The definition of a mass spectrometer may seem simple: it is an instrument that can ionize a sample and measure the mass-to-charge ratio of the resulting ions. However, the versatility of this function has allowed it to become a vital tool in a wide range of fields, including biological research. This versatility arises from the fact that mass spectrometers can give qualitative and quantitative information on the elemental, isotopic, and molecular composition of organic and inorganic samples . Furthermore, samples can be analyzed from the gas, liquid, or solid state, and the masses that can be studied range from single atoms (several Da) to proteins (over 300,000 Da) .
The application of mass spectrometry (MS)11 to biology began in the 1940s, when heavy stable isotopes were used as tracers to study processes such as CO2 production in animals . Since that time, advances in technology have increased the range of sample types that can be ionized and the range of masses that can be measured, which has diversified the applications of MS. The biological applications of MS currently encompass such diverse areas as screening newborns for metabolic disorders , comparing protein expression levels between cells grown in different media , determining the bioavailability of minerals in food , and studying how pharmaceutical drugs are metabolized in vivo . As an example of the growing importance of MS, a recent search of PubMed (an archive of citations from life science journals ) for the phrase “mass spectrometry” resulted in over 65,900 total hits, with over 6,500 of these articles published in the year 2002 alone. The current importance of MS to biological research is highlighted by the 2002 Nobel Prize in Chemistry, which was awarded to John Fenn and Koichi Tanaka “for their development of soft desorption ionization methods for mass spectrometric analysis of biological macromolecules” .
The goal of this review is to familiarize the reader with MS and some of its current applications to biological research. The total number of applications is too large to cover in a single review, so we provide a general overview with an emphasis on protein characterization, one of the newest and most widespread applications of biological MS.

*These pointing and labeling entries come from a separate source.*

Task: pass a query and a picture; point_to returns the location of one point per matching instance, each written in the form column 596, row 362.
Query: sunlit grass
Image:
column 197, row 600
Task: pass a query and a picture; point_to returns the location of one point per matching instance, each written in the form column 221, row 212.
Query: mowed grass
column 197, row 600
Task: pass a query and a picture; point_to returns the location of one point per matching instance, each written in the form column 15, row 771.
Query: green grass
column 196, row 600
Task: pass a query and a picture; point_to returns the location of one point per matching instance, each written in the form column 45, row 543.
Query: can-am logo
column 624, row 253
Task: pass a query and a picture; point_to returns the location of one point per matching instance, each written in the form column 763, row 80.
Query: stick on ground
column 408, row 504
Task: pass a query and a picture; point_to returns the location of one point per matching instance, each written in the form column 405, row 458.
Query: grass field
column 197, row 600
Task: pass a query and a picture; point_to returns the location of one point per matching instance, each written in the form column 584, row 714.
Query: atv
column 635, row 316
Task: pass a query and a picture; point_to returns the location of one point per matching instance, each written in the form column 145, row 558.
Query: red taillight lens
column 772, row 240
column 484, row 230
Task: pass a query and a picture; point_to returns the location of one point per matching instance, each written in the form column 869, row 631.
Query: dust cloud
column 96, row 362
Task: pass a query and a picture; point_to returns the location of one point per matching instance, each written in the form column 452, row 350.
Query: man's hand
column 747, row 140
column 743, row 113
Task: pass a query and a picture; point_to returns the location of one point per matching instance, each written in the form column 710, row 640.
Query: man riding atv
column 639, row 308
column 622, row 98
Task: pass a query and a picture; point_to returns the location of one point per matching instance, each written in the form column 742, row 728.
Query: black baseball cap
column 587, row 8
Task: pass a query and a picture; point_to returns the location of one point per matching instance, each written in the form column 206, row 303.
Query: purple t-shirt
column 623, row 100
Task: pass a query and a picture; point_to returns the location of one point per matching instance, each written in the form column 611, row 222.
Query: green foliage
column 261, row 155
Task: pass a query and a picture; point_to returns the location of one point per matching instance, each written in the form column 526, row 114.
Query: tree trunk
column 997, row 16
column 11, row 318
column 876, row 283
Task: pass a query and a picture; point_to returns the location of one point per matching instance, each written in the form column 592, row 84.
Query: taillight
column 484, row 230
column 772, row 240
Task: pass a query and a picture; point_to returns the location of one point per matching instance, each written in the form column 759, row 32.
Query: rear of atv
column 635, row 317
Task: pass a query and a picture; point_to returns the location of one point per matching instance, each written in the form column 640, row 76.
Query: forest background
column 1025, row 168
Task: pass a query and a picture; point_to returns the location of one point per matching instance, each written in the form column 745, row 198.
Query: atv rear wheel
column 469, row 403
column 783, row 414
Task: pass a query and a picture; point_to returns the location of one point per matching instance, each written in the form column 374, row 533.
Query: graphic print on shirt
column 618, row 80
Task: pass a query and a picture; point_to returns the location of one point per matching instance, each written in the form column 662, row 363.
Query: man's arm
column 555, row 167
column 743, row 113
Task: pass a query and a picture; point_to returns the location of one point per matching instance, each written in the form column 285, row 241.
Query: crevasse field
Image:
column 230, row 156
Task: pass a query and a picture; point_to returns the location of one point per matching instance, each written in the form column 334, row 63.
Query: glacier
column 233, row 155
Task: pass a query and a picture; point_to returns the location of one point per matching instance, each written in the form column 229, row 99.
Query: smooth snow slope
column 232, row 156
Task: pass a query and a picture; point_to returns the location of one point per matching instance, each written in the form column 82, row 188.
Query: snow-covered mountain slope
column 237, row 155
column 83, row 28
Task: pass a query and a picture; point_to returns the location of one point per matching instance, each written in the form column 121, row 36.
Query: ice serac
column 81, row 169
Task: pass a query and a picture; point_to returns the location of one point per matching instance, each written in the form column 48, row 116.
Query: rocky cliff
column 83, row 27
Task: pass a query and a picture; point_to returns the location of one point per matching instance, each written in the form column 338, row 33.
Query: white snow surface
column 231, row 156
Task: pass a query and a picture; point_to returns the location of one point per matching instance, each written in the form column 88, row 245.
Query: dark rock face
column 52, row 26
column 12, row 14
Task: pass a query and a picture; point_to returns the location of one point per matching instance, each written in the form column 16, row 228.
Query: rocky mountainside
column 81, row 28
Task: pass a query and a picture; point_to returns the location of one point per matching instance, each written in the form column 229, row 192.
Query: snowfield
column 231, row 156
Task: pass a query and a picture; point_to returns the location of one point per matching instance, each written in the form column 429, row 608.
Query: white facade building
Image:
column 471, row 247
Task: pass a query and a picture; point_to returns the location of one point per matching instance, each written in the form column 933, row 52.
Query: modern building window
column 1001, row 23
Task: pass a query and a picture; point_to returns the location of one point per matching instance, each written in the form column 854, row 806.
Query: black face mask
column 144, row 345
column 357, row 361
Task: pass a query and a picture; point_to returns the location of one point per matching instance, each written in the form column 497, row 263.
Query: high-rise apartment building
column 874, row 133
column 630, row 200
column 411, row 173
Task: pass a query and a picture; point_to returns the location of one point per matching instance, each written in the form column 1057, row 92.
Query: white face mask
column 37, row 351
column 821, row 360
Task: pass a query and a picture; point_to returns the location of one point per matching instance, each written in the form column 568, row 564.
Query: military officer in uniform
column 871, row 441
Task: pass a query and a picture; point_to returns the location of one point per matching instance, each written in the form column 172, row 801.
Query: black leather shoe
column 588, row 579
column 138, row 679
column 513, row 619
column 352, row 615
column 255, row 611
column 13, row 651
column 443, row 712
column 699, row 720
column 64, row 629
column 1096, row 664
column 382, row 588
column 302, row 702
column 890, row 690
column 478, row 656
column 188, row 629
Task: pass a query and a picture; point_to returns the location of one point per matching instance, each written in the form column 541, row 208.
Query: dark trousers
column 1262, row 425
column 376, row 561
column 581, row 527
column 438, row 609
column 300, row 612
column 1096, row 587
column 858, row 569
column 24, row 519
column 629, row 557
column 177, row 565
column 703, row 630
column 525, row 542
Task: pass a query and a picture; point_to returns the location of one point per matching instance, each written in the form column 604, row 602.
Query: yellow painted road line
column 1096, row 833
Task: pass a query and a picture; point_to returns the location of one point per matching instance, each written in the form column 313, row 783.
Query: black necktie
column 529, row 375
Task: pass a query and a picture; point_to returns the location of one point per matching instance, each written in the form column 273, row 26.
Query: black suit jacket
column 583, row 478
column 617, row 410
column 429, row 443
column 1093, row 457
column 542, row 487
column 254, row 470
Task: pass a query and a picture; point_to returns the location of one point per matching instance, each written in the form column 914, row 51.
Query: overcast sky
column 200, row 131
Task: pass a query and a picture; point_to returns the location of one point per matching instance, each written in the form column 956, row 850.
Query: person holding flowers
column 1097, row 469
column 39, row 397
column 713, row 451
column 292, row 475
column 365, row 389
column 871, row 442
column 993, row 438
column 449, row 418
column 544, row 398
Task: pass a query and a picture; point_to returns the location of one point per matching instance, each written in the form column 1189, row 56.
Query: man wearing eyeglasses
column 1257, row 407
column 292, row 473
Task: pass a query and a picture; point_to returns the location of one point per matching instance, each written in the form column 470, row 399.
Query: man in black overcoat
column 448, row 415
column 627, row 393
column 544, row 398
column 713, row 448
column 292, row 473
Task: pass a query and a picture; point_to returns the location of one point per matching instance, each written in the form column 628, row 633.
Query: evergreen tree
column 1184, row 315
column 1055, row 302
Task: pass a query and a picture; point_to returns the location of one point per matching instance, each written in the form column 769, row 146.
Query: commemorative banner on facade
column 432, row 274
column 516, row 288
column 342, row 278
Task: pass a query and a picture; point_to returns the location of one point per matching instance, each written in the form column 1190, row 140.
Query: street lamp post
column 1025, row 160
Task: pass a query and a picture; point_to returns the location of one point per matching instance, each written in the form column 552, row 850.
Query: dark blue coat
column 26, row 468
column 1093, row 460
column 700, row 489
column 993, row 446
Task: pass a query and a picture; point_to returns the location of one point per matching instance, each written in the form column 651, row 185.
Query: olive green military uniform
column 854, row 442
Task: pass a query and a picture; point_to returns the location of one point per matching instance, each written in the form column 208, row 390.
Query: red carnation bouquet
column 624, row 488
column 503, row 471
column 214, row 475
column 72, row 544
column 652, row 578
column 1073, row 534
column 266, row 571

A BRIEF HISTORY OF THE BIOLOGICAL APPLICATIONS OF MS
J. J. Thompson constructed the first mass spectrometer in 1912. The early mass spectrometers were primarily used by physicists to study the atomic weight of the elements and the natural relative abundance of elemental isotopes . Although these early instruments could not be used to study biomolecules, it was not long before they were used to study heavy isotopes as tracers in biological systems . Improvements in the range of masses that could be analyzed and the types of sample that could be vaporized made possible the study of organic compounds in 1956. In 1959, MS was first used to sequence peptides and oligonucleotides, and in 1962 it was used to study the structure of nucleotides .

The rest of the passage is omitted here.